Cette collection publiée depuis des lustres par la Librairie des Champs-Elysées fascina l'adolescent intrigué que j'étais alors que les Trente Glorieuses continuaient encore, - la crise mondiale consécutive aux chocs pétroliers n'ayant pas encore provoqué tous ses dégats -, de briller de mille feux en multipliant les signes de leur puissance de production.
Les rayons "livres" des supermarchés étalaient, étalaient tant et plus, et là-dedans, on trouvait des colonnes entières de dizaines de titres de la collection "Club des Masques" dont l'intérêt était grand de publier les traductions françaises des romans de l'énigmatique et formidable Agatha Christie.

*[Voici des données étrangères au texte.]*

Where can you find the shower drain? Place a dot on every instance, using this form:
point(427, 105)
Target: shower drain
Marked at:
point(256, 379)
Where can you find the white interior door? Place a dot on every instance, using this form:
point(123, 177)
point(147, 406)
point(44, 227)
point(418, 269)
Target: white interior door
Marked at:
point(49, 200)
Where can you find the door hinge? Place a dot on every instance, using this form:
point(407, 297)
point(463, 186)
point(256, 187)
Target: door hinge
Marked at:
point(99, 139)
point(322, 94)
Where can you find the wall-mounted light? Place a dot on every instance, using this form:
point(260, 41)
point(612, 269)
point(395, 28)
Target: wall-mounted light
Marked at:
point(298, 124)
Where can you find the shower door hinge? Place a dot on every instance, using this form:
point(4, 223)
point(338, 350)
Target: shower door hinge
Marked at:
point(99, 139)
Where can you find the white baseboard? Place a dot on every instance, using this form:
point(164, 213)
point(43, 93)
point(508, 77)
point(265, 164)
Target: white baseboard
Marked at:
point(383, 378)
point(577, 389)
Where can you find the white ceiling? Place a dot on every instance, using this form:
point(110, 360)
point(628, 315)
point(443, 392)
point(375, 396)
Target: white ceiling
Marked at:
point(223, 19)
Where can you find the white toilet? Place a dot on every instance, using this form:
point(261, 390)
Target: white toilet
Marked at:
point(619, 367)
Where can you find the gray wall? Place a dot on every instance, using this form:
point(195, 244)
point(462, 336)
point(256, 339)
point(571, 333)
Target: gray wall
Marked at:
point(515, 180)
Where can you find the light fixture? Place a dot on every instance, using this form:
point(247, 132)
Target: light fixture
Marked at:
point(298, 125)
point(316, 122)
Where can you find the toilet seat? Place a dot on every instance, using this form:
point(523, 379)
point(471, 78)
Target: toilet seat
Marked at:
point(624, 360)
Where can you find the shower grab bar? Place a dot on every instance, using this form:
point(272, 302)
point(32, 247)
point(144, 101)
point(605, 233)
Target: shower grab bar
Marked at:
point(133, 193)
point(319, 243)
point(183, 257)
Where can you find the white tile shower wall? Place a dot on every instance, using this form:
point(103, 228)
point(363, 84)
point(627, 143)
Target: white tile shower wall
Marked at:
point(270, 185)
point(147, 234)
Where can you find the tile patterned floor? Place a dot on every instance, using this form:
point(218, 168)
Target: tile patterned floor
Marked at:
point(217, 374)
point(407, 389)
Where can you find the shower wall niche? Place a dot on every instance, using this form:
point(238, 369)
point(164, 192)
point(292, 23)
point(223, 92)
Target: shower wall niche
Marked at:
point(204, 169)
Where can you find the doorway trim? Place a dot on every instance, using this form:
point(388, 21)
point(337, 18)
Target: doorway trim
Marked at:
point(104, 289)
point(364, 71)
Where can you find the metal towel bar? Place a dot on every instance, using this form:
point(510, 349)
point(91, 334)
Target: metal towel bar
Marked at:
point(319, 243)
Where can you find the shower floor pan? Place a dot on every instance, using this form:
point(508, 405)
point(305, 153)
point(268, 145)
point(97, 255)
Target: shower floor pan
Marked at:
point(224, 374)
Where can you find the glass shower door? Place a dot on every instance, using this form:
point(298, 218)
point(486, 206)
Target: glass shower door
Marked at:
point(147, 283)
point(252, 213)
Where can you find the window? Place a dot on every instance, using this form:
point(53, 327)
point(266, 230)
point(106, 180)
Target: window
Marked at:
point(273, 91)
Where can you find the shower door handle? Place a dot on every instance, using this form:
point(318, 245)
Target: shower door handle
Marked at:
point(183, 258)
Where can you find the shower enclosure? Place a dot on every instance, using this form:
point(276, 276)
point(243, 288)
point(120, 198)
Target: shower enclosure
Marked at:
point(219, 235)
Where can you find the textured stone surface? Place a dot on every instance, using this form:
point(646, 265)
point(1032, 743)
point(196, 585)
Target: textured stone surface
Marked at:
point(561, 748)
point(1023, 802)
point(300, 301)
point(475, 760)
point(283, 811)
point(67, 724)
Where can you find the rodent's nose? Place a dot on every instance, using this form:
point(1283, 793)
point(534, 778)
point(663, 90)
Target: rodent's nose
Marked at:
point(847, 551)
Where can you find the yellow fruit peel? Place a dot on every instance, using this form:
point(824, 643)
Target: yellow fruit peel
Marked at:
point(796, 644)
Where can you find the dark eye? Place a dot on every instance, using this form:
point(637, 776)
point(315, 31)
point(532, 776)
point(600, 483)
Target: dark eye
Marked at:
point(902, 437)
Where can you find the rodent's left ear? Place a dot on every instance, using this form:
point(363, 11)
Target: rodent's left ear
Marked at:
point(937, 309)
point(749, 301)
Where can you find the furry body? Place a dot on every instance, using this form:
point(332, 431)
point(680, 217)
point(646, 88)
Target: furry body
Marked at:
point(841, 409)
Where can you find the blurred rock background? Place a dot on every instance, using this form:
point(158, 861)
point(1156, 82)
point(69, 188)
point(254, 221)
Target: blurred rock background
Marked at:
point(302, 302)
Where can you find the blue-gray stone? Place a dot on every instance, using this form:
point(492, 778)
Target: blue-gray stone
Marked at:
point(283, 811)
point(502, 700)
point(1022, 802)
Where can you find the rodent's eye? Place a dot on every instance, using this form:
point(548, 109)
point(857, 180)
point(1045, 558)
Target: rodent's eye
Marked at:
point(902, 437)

C'était en soi fort appréciable.
Mais surtout, ce qui aimanta l'oeil, ce fut cette série de couvertures jamais signées, redoutablement kitsch et terriblement incitatrices à l'achat des désormais volumes mystérieux.
Nostalgie quarantenaire ?
Peut-être. Il se fait, en tout cas, que depuis quelques années, je collectionne, pour leurs images étranges, ces éditions des années 70, avec une prédilection pour les titres de la Dame Christie et, accessoirement, pour ceux d'Exbrayat (auteur de romans comico-policiers ultra-secondaires, créateur de l'inénarrable Imogène, celtique extravagante interprétée à la télé par Dominique Lavanant, grand trouveur de titres évocateurs tels que : "Amour et sparadrap" ; "Le temps se gâte à Zakopane" ; "Un joli petit coin pour mourir" ; "Ces sacrées Florentines" ; "Chant funèbre pour un gitan" ; "Le quintette de Bergame" et sale le riz et jette le rat...).